A petition was recently started urging CMC to join the other 5Cs in promising that disciplinary action taken against high schoolers for participating in gun control walkouts will not affect their admissions chances. (Courtesy of Claremont McKenna College)

A Claremont McKenna College student is urging CMC to join the other 5Cs by promising that disciplinary action taken against high schoolers for participating in gun control walkouts will not affect their admissions chances.

Johann Lim CM ’18 has gathered more than 100 signatures on a petition, but says he has not yet received a response from the administration.

“Supporting the high school student protesters is really the bare [minimum] that CMC can and should do,” he wrote in a message to TSL. “CMC must support freedom of speech even when those who control the school may not necessarily agree with the message.”

Students in Claremont and around the country walked out of class March 14 to protest legislative inaction following the latest mass shooting at Marjory Stoneman Douglas High School in Parkland, Florida. Some walkouts were in defiance of school administrators who threatened disciplinary consequences.

Four of the 5Cs have pledged on their admissions websites not to let any punishments impact applicants’ chances of admission.
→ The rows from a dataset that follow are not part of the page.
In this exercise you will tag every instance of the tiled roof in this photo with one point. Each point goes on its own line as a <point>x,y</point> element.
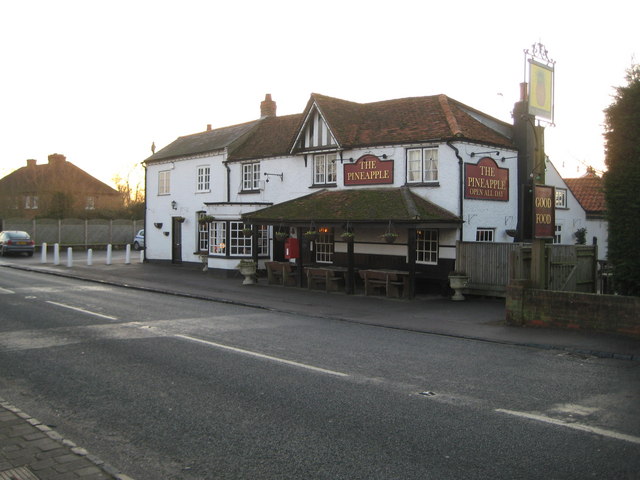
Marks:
<point>365,205</point>
<point>49,177</point>
<point>589,191</point>
<point>271,138</point>
<point>403,120</point>
<point>204,142</point>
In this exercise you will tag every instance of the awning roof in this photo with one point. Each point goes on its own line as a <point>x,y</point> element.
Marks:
<point>399,205</point>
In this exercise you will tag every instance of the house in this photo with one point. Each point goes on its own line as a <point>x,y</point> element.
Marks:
<point>56,189</point>
<point>429,170</point>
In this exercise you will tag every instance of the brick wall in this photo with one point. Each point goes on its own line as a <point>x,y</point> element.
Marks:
<point>572,310</point>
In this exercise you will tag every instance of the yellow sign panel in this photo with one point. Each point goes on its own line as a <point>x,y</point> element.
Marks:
<point>540,90</point>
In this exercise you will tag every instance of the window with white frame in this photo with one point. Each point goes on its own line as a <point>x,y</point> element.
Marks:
<point>485,234</point>
<point>422,165</point>
<point>324,245</point>
<point>164,182</point>
<point>203,183</point>
<point>557,236</point>
<point>251,176</point>
<point>561,198</point>
<point>427,246</point>
<point>324,169</point>
<point>31,202</point>
<point>218,238</point>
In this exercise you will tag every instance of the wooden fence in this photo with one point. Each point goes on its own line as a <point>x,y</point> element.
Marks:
<point>490,266</point>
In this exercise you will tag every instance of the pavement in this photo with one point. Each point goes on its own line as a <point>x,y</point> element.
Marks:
<point>26,443</point>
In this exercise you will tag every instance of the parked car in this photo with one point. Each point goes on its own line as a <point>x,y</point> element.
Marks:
<point>138,240</point>
<point>14,241</point>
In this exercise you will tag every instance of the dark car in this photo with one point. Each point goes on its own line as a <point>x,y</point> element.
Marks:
<point>14,241</point>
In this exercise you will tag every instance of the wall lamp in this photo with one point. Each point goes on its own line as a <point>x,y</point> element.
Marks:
<point>473,154</point>
<point>281,175</point>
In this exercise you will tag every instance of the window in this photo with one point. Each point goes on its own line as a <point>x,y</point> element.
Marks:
<point>485,234</point>
<point>204,179</point>
<point>557,236</point>
<point>324,245</point>
<point>427,246</point>
<point>324,169</point>
<point>31,202</point>
<point>218,238</point>
<point>251,176</point>
<point>422,165</point>
<point>561,198</point>
<point>164,182</point>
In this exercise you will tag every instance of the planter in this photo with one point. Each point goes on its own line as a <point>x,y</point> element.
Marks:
<point>458,282</point>
<point>248,269</point>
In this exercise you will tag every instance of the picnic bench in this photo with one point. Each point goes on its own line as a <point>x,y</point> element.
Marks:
<point>329,278</point>
<point>280,273</point>
<point>394,283</point>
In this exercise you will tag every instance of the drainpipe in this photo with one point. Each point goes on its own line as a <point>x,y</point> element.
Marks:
<point>460,187</point>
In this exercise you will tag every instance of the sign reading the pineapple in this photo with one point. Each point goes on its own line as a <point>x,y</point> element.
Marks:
<point>368,170</point>
<point>540,90</point>
<point>544,211</point>
<point>486,181</point>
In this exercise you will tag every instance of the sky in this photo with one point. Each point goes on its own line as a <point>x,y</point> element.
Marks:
<point>99,82</point>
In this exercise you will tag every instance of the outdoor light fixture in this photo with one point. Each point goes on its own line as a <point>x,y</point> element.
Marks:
<point>473,154</point>
<point>281,175</point>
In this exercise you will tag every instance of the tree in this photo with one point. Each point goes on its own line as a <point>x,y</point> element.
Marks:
<point>621,181</point>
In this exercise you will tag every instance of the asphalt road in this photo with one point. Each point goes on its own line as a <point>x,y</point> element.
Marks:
<point>165,387</point>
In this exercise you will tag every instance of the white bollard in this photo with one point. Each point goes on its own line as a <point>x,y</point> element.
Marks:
<point>43,253</point>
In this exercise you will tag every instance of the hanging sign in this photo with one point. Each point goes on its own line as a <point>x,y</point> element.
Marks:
<point>368,170</point>
<point>544,211</point>
<point>486,181</point>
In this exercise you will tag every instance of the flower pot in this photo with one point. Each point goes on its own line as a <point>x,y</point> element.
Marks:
<point>458,282</point>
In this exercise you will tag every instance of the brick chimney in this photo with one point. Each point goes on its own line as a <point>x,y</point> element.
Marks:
<point>267,107</point>
<point>56,159</point>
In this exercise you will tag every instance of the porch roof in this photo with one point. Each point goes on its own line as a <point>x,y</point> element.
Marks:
<point>399,205</point>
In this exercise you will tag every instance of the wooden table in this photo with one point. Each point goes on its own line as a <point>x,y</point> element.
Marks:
<point>394,282</point>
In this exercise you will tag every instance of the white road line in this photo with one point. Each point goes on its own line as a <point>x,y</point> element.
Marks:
<point>266,357</point>
<point>77,309</point>
<point>575,426</point>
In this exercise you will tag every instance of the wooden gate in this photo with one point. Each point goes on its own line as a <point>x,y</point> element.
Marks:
<point>490,266</point>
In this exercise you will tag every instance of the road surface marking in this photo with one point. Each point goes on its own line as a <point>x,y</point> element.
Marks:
<point>575,426</point>
<point>77,309</point>
<point>266,357</point>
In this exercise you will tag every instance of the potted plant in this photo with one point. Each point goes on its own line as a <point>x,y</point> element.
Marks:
<point>248,269</point>
<point>282,235</point>
<point>347,236</point>
<point>458,281</point>
<point>390,237</point>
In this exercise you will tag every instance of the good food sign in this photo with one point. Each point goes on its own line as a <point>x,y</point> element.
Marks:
<point>544,212</point>
<point>486,181</point>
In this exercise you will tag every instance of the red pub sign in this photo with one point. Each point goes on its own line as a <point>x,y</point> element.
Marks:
<point>368,170</point>
<point>486,181</point>
<point>544,211</point>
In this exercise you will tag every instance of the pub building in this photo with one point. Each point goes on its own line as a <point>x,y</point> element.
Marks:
<point>340,190</point>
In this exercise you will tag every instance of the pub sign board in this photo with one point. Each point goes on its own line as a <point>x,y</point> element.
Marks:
<point>486,181</point>
<point>544,211</point>
<point>368,170</point>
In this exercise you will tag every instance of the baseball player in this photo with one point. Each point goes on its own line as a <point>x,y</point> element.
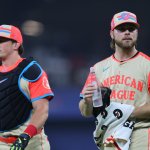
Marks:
<point>127,74</point>
<point>24,96</point>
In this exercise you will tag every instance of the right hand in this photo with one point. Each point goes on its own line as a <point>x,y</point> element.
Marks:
<point>88,93</point>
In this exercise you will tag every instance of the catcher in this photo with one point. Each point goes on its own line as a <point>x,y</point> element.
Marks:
<point>24,96</point>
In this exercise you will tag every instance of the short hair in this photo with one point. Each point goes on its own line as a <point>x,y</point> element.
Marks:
<point>112,44</point>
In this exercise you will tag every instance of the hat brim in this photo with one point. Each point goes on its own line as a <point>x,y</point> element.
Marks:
<point>126,22</point>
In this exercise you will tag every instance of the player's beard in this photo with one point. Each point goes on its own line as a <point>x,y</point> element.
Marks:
<point>124,44</point>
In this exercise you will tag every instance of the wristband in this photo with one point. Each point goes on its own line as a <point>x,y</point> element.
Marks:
<point>31,130</point>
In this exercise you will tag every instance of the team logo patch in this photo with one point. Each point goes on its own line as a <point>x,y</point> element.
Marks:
<point>45,83</point>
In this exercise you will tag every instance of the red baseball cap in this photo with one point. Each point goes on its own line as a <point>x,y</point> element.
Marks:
<point>123,17</point>
<point>11,32</point>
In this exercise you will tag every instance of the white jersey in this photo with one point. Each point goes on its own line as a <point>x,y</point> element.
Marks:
<point>129,80</point>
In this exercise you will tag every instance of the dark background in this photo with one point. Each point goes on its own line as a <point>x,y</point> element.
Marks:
<point>74,36</point>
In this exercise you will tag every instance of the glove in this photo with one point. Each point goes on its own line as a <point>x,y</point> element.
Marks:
<point>106,92</point>
<point>21,142</point>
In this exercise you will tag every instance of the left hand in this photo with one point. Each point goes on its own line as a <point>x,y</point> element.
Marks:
<point>21,142</point>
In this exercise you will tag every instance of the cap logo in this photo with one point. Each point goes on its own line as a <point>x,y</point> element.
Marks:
<point>5,33</point>
<point>126,16</point>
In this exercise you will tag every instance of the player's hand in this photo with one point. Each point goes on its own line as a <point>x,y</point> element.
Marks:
<point>88,92</point>
<point>21,142</point>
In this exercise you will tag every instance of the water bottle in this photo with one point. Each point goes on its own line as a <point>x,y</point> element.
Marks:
<point>97,96</point>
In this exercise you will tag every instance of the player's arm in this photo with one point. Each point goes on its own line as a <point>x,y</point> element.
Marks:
<point>85,104</point>
<point>40,108</point>
<point>142,112</point>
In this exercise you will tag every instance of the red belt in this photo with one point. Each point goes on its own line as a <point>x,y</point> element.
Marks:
<point>8,140</point>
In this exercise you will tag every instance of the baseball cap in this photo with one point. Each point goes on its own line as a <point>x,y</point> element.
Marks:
<point>123,17</point>
<point>11,32</point>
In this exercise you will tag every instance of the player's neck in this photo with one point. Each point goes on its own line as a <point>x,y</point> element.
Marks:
<point>9,61</point>
<point>124,54</point>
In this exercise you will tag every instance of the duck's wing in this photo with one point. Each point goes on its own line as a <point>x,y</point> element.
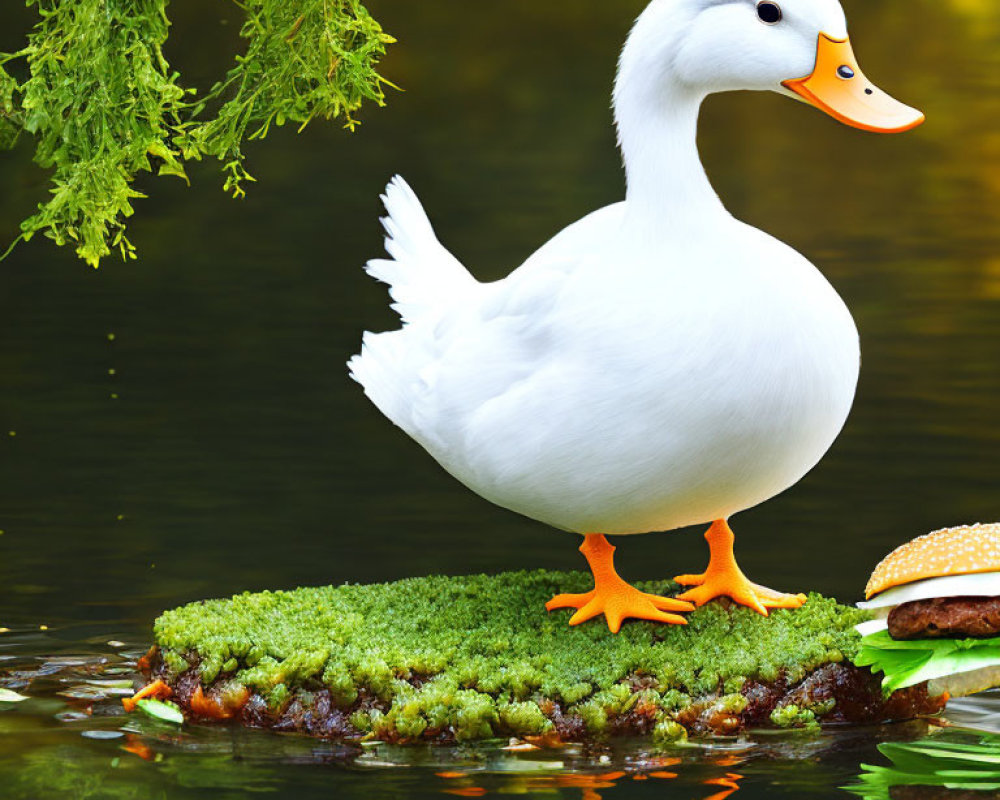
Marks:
<point>463,343</point>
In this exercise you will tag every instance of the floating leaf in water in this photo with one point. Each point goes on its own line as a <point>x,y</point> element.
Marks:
<point>7,696</point>
<point>954,765</point>
<point>168,712</point>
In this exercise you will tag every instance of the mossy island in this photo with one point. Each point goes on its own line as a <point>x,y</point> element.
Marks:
<point>475,657</point>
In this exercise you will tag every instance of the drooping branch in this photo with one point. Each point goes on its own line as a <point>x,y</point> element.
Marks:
<point>103,104</point>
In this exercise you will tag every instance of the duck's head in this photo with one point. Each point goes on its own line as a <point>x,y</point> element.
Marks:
<point>799,48</point>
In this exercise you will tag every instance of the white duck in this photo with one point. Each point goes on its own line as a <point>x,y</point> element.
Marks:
<point>657,363</point>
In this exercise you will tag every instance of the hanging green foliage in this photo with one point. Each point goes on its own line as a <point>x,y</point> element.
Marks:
<point>103,104</point>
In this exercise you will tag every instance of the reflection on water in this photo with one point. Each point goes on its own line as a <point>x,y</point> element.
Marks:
<point>957,765</point>
<point>183,427</point>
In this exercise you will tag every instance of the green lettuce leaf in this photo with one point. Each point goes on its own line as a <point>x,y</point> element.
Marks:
<point>907,663</point>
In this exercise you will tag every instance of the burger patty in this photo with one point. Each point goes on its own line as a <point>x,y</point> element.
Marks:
<point>946,618</point>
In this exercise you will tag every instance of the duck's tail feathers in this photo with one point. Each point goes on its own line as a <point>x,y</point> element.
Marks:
<point>421,273</point>
<point>378,368</point>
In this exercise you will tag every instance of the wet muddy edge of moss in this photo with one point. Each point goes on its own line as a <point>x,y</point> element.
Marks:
<point>254,660</point>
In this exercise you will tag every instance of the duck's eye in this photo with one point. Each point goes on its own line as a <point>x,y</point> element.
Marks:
<point>768,12</point>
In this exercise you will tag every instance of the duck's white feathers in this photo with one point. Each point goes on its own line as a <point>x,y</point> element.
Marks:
<point>596,390</point>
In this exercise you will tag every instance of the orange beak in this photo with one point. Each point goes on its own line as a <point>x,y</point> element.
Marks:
<point>838,87</point>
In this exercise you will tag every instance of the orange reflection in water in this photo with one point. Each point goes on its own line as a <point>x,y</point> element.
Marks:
<point>590,783</point>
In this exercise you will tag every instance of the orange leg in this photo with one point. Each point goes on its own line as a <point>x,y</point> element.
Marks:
<point>612,596</point>
<point>724,578</point>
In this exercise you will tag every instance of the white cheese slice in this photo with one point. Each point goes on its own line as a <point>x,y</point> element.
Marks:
<point>981,584</point>
<point>874,626</point>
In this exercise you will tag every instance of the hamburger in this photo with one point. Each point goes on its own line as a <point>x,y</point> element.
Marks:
<point>936,602</point>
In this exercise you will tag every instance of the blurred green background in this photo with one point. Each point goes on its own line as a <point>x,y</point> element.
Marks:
<point>183,426</point>
<point>228,450</point>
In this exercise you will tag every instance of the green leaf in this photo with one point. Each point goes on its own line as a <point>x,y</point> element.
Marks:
<point>909,662</point>
<point>158,709</point>
<point>969,766</point>
<point>103,104</point>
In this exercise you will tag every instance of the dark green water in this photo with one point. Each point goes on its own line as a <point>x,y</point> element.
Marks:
<point>228,450</point>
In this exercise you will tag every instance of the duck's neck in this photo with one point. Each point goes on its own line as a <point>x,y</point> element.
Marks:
<point>667,188</point>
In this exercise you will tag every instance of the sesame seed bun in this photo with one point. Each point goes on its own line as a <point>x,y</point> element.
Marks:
<point>964,550</point>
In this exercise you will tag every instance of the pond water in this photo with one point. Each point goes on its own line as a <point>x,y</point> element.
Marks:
<point>183,427</point>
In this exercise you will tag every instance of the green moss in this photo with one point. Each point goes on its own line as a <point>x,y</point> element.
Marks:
<point>480,655</point>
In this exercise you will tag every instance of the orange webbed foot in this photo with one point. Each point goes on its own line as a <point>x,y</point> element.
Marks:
<point>612,596</point>
<point>724,578</point>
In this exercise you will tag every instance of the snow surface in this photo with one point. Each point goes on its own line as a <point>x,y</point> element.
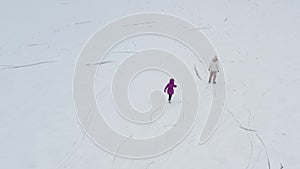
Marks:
<point>257,42</point>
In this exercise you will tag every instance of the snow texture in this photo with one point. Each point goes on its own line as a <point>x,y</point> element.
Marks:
<point>257,42</point>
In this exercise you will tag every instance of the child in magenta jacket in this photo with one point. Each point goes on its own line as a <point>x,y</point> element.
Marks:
<point>170,90</point>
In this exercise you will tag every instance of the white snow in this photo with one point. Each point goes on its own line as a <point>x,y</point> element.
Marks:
<point>257,42</point>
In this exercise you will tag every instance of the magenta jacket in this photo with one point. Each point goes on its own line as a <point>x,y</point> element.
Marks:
<point>170,87</point>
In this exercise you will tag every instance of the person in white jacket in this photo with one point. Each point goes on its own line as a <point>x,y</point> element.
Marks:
<point>213,68</point>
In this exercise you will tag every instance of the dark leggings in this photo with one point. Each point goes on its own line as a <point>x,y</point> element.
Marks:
<point>170,97</point>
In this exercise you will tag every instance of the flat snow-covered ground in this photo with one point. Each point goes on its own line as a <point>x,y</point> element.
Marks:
<point>257,42</point>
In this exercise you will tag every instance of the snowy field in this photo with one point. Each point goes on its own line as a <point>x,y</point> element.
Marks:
<point>257,43</point>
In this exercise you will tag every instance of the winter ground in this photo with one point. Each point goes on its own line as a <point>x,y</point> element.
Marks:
<point>257,42</point>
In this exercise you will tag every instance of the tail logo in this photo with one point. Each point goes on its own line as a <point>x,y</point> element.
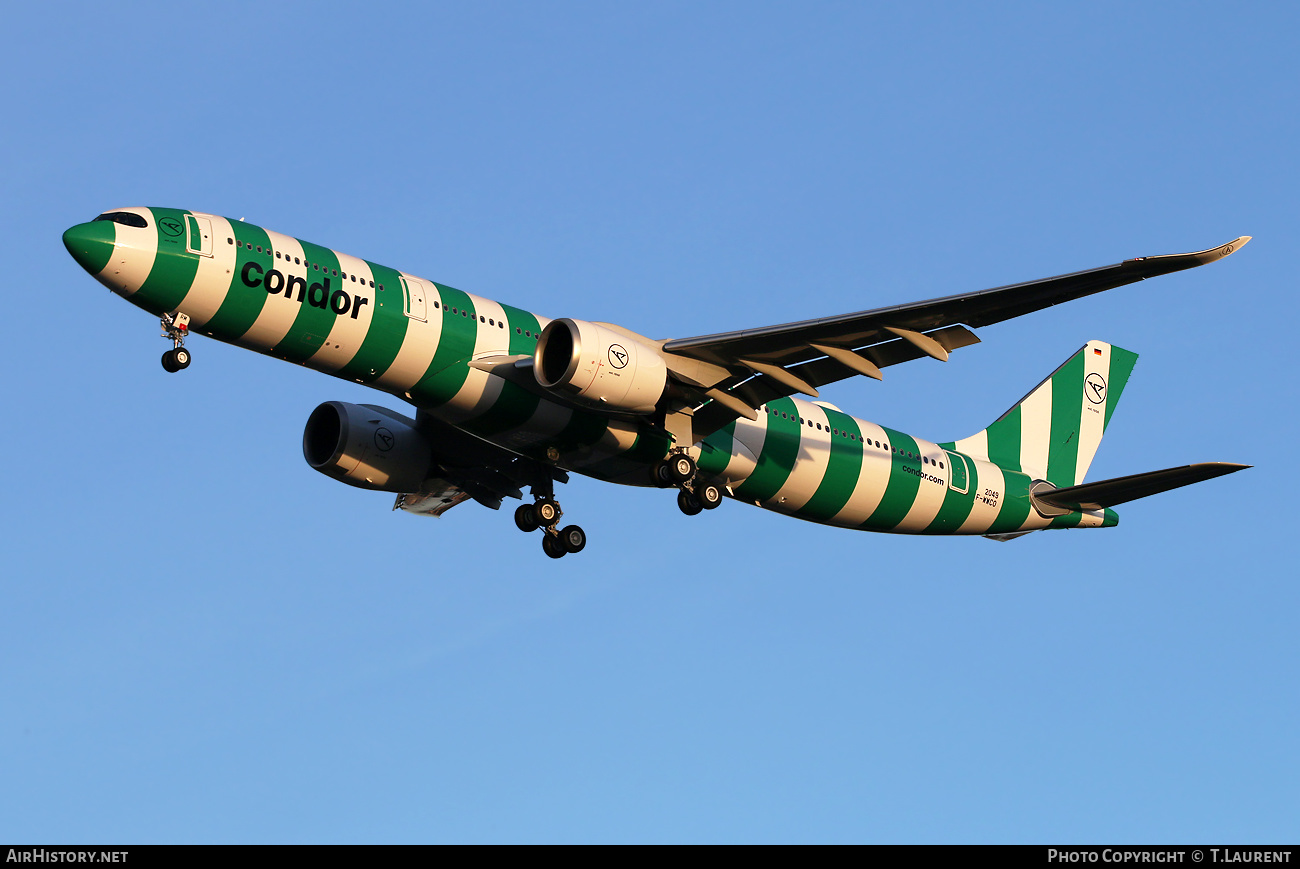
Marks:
<point>1095,388</point>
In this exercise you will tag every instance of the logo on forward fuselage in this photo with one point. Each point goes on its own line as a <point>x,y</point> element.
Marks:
<point>319,294</point>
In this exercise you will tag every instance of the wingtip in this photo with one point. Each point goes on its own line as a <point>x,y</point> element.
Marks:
<point>1199,258</point>
<point>1222,250</point>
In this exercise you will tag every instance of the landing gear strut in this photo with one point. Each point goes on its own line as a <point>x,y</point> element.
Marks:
<point>545,513</point>
<point>176,328</point>
<point>693,494</point>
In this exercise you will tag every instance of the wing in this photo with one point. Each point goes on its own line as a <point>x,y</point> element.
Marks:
<point>735,372</point>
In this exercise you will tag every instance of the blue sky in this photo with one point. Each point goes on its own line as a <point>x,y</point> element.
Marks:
<point>208,641</point>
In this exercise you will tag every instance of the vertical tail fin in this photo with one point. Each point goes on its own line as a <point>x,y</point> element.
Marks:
<point>1054,431</point>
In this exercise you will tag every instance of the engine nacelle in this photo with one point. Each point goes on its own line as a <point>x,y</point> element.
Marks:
<point>594,364</point>
<point>367,446</point>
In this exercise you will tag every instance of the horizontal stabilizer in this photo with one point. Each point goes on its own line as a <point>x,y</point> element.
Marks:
<point>1108,493</point>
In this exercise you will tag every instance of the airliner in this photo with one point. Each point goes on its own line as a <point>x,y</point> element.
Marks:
<point>501,400</point>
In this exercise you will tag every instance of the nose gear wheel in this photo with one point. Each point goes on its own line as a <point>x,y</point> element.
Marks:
<point>176,328</point>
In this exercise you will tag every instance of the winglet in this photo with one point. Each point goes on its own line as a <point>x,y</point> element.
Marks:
<point>1200,258</point>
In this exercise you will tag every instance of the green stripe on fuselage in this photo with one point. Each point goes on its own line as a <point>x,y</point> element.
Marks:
<point>716,449</point>
<point>779,453</point>
<point>313,323</point>
<point>523,331</point>
<point>902,487</point>
<point>1015,502</point>
<point>447,372</point>
<point>174,266</point>
<point>243,303</point>
<point>515,405</point>
<point>957,505</point>
<point>843,467</point>
<point>388,329</point>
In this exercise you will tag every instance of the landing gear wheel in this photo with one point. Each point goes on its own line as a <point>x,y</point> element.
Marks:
<point>572,539</point>
<point>546,511</point>
<point>681,468</point>
<point>553,547</point>
<point>525,519</point>
<point>661,475</point>
<point>709,496</point>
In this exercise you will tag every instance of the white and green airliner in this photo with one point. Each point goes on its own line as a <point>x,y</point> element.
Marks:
<point>506,400</point>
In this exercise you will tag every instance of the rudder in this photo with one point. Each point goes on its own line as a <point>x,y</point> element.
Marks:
<point>1054,431</point>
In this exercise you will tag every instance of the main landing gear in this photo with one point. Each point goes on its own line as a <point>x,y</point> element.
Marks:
<point>545,513</point>
<point>693,494</point>
<point>176,328</point>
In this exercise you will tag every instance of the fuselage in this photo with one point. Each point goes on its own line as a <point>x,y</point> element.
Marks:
<point>415,338</point>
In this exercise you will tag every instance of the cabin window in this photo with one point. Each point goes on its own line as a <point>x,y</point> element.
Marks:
<point>125,217</point>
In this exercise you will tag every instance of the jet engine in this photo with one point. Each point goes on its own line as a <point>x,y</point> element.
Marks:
<point>367,446</point>
<point>597,364</point>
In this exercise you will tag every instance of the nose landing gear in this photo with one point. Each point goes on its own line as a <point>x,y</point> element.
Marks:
<point>693,494</point>
<point>545,513</point>
<point>176,328</point>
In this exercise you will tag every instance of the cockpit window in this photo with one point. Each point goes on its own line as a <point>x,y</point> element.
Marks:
<point>125,217</point>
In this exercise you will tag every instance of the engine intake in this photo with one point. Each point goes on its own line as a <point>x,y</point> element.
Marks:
<point>596,364</point>
<point>367,446</point>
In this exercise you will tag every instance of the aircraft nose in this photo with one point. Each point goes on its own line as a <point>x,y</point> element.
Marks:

However, CMC has not announced a policy on its site.

Instead, the school “would consider any such matter individually,” spokesperson Peter Hong wrote in an email to TSL.

“We’re not exactly sure what [Hong’s statement] amounts to in practical terms but we do know this is not enough,” the petition reads.

Lim said Hong has emailed him twice about his petition, referring him to Amherst College, Princeton University, and the University of Florida as examples of other schools that “have said they will review cases individually.”

However, Princeton’s statement pledged “full consideration in our admissions process” to “students who act on their conscience in peaceful, principled protest.” Amherst noted that “peaceful protest has never been reason for a student to be denied admission” in its statement, and a University of Florida spokesperson told Time Magazine that the school “would not consider participating in such a protest a negative in our admission process.”

Hong told TSL he has no “comment on emails or statements by other colleges.”